L’universitaire irano-suédois Ahmadreza Djalali, dans le couloir de la mort en Iran depuis huit ans, a demandé des comptes au Premier ministre suédois, après un échange de prisonniers dans lequel il n’était pas inclus.

"Monsieur le Premier ministre, je vous parle depuis la prison d’Evin, à l’intérieur de l’horrible grotte où j’ai passé huit ans et deux mois de ma vie, presque 3.000 jours", dit-il dans un enregistrement audio envoyé à l’AFP mercredi par son épouse Vida Mehrannia.

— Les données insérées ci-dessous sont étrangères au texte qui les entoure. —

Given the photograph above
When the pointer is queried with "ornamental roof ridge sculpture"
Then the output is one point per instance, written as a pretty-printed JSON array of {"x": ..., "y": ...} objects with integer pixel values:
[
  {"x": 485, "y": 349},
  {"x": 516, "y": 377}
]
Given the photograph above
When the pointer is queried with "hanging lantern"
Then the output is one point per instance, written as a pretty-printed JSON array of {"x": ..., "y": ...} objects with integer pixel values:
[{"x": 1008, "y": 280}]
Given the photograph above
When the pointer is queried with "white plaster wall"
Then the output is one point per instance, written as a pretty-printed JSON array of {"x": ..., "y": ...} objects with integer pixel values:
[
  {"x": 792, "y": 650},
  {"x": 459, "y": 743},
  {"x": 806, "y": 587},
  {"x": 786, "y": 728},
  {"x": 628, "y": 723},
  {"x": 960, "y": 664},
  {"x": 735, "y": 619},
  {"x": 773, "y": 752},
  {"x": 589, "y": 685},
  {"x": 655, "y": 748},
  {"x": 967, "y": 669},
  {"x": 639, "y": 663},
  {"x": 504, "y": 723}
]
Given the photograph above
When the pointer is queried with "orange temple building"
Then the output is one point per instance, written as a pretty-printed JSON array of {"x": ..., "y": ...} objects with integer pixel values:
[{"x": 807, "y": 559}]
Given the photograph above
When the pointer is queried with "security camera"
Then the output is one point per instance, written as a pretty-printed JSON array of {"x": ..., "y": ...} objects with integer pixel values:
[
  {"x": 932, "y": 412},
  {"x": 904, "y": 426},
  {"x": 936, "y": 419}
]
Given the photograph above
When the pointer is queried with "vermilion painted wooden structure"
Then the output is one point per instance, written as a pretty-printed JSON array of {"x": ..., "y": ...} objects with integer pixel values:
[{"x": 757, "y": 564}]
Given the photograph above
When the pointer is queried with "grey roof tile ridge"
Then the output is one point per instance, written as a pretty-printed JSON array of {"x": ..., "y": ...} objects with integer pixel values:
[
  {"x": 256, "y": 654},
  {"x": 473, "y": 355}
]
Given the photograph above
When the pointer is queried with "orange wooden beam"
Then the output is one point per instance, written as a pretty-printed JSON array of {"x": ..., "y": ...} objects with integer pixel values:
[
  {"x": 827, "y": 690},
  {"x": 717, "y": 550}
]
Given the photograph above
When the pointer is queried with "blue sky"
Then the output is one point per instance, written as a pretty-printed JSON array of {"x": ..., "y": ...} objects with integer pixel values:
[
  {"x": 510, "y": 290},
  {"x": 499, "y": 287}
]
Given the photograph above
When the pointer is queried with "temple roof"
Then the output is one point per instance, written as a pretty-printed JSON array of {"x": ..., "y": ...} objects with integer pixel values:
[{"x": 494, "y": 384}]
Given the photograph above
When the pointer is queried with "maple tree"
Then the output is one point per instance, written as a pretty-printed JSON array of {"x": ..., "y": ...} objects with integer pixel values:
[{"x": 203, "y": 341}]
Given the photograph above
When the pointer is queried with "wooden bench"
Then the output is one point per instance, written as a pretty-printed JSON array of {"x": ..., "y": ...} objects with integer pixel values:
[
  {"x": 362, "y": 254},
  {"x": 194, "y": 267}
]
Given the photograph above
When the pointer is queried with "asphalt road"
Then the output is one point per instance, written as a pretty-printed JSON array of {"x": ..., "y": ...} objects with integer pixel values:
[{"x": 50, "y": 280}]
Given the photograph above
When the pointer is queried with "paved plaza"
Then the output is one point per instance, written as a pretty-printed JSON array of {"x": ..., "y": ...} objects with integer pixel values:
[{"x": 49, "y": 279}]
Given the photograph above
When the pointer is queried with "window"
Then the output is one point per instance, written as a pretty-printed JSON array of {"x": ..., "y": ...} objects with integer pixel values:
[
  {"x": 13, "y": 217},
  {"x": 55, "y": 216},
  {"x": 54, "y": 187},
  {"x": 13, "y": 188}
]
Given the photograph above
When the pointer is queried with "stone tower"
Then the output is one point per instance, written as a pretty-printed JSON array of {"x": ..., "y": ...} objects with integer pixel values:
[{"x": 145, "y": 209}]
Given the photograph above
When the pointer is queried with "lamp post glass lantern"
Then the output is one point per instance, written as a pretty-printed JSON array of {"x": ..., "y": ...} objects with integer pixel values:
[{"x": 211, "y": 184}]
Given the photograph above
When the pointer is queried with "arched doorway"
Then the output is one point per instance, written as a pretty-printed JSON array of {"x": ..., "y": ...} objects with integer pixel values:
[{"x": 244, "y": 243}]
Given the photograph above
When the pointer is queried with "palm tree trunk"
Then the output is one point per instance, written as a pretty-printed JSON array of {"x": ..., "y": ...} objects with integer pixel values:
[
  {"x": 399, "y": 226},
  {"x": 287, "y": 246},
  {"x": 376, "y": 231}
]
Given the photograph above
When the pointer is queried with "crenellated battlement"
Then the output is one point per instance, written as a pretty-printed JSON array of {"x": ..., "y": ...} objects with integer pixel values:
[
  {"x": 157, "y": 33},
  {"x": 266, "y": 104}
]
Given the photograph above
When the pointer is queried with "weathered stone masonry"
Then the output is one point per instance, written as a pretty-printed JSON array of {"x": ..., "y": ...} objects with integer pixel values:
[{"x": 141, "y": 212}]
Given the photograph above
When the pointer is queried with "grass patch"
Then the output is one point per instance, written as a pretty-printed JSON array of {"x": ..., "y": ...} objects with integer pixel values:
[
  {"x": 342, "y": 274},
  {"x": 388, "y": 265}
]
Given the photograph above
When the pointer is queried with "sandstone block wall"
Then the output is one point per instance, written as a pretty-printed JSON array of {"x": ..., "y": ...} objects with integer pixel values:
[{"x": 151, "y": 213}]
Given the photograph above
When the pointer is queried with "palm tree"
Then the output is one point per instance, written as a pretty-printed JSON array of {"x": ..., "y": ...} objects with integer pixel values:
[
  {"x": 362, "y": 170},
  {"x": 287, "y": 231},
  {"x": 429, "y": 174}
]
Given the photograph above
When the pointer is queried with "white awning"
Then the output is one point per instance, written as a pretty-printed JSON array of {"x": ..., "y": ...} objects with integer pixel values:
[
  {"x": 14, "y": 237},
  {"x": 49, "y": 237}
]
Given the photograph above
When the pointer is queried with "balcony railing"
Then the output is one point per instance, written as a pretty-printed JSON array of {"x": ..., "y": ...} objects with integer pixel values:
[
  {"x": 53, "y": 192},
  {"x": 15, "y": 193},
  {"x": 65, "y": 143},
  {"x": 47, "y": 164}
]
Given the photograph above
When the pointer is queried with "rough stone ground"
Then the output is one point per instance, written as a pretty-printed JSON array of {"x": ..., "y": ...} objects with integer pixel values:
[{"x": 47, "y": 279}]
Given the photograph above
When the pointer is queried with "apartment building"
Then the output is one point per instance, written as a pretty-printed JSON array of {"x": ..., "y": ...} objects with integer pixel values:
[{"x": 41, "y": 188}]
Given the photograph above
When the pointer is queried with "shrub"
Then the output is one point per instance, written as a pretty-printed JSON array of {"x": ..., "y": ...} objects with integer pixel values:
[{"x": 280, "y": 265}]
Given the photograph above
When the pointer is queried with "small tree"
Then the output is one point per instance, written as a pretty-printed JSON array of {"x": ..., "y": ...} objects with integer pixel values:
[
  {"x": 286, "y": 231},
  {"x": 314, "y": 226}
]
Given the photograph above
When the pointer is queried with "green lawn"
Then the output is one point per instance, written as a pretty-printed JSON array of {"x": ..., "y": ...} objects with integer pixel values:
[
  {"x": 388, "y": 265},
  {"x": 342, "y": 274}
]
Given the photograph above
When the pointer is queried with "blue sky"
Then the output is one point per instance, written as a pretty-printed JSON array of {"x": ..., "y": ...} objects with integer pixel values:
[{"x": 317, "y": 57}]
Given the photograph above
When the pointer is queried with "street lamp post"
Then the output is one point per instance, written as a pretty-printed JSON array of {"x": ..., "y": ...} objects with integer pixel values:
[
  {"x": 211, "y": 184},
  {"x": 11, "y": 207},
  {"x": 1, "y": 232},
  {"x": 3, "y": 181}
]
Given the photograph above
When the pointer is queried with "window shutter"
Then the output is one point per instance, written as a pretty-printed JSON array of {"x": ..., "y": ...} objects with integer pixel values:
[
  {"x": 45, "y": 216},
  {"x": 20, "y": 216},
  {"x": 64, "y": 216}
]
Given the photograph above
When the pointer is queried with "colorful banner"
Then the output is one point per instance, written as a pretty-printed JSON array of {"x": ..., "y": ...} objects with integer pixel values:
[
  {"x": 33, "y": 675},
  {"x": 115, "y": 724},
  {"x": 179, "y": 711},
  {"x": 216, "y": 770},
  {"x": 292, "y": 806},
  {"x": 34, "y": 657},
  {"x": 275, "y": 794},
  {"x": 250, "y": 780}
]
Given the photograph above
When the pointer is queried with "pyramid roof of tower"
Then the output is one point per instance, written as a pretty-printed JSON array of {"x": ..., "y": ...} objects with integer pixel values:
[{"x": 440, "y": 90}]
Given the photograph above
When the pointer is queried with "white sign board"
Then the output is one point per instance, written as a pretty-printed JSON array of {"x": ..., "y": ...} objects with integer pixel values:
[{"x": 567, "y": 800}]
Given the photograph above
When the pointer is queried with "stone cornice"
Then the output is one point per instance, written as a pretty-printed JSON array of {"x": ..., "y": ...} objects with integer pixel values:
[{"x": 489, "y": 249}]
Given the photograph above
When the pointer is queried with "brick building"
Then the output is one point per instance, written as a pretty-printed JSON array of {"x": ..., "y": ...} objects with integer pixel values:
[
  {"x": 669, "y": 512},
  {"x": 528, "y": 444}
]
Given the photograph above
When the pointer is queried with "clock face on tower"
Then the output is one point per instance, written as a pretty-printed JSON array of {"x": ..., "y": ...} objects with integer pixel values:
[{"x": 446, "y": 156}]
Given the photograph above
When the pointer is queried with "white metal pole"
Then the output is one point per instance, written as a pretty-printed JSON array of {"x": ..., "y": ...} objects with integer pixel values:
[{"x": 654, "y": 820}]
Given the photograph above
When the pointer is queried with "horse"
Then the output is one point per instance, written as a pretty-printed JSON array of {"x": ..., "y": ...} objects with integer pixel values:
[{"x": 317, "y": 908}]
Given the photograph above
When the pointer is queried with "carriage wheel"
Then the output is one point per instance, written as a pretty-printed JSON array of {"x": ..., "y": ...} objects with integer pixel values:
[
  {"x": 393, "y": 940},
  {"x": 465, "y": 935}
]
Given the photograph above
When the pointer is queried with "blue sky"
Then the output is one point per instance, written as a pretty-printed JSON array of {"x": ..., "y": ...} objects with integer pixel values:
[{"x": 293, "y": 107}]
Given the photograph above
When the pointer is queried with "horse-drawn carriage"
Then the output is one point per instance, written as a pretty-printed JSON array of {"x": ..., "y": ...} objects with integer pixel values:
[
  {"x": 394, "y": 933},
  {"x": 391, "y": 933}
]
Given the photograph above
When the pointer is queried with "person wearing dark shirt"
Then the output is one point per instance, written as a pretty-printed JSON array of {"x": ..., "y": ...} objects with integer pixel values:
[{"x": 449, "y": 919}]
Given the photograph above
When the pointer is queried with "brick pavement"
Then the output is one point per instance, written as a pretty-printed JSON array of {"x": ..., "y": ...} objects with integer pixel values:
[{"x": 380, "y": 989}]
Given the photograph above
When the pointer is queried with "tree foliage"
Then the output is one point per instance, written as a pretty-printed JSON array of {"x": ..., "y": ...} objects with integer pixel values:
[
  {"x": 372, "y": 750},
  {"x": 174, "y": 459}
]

"Vous m’avez laissé ici, sans défense", a lancé M. Djalali au chef du gouvernement suédois Ulf Kristersson, après la libération, samedi, de deux Suédois d’Iran à la faveur d’un échange de prisonniers entre Stockholm et Téhéran.

Johan Floderus, un diplomate de l’UE, détenu en Iran depuis avril 2022, et Saeed Azizi, arrêté en novembre 2023, ont été libérés en échange de Hamid Noury, 63 ans, ancien haut responsable de l’administration pénitentiaire iranienne qui purgeait une peine de prison à perpétuité en Suède.

"Pourquoi pas moi?", s’est interrogé Ahmadreza Djalili, dans le couloir de la mort en Iran depuis 2017, après sa condamnation pour espionnage à l’issue d’un procès dénoncé par Amnesty International.

"Je suis tellement en colère, je n’ai plus les mots, qu’ont-ils fait?", a réagi Vida Mehrannia, faisant référence au gouvernement suédois.

Le ministre des Affaires étrangères suédois Tobias Billström assure avoir tenté d’obtenir sa libération, mais Téhéran a refusé de discuter de son cas car l’Iran ne reconnaît pas sa nationalité suédoise.

"Malheureusement, l’Iran n’a pas voulu discuter de lui, il ne le reconnaît pas comme citoyen suédois car il ne possédait que la nationalité iranienne au moment de son arrestation", a expliqué le ministre dans un message transmis à l’AFP. "Il a également été arrêté bien avant l’arrestation de Hamid Noury en Suède et donc pour d’autres raisons que d’être un pion dans le jeu cynique de l’Iran visant à faire libérer Noury."

Hamid Noury, arrêté en 2019 à Stockholm, avait été condamné à la perpétuité pour son rôle dans des exécutions de masse d’opposants ordonnées par Téhéran en 1988.

"Deux tiers de sa vie sans père"

"Ce ne sont que des excuses", a balayé l’épouse d’Ahmadreza Djalali. "Ils n’ont pas voulu obtenir sa libération, ce n’était pas important pour eux, ils n’ont pas voulu défier l’Iran."

"Monsieur le Premier ministre, vous avez décidé de m’abandonner au risque énorme d’être exécuté", poursuit Ahmadreza Djalali dans son message audio, rappelant que le Conseil des droits de l’homme des Nations unies l’a déclaré innocent en 2017.

"Mon fils avait quatre ans lorsque j’ai été incarcéré et il a maintenant douze ans et demi. Il a passé les deux tiers de sa vie sans père", ajoute-t-il, la voix fébrile. "Pour montrer votre honnêteté et votre humanité en tant que valeur fondamentale (…), rencontrez mon fils et ma famille devant les caméras de télévision et dites à mon fils pourquoi vous avez laissé son père (en Iran) et ce que vous ferez pour lui si je suis exécuté."

M. Djalali a été privé d’appel vers la Suède après la diffusion de l’enregistrement, a dit son épouse. "Mais cela valait le coup, c’était important" de faire entendre sa voix, selon elle.

Amnesty International a exhorté les autorités suédoises à "rendre d’urgence toutes les mesures nécessaires" pour obtenir sa libération et son retour.

Téhéran retient encore huit citoyens européens. Leurs soutiens clament leur innocence et des ONG les considèrent comme des "otages" utilisés pour obtenir la libération d’Iraniens détenus à l’étranger.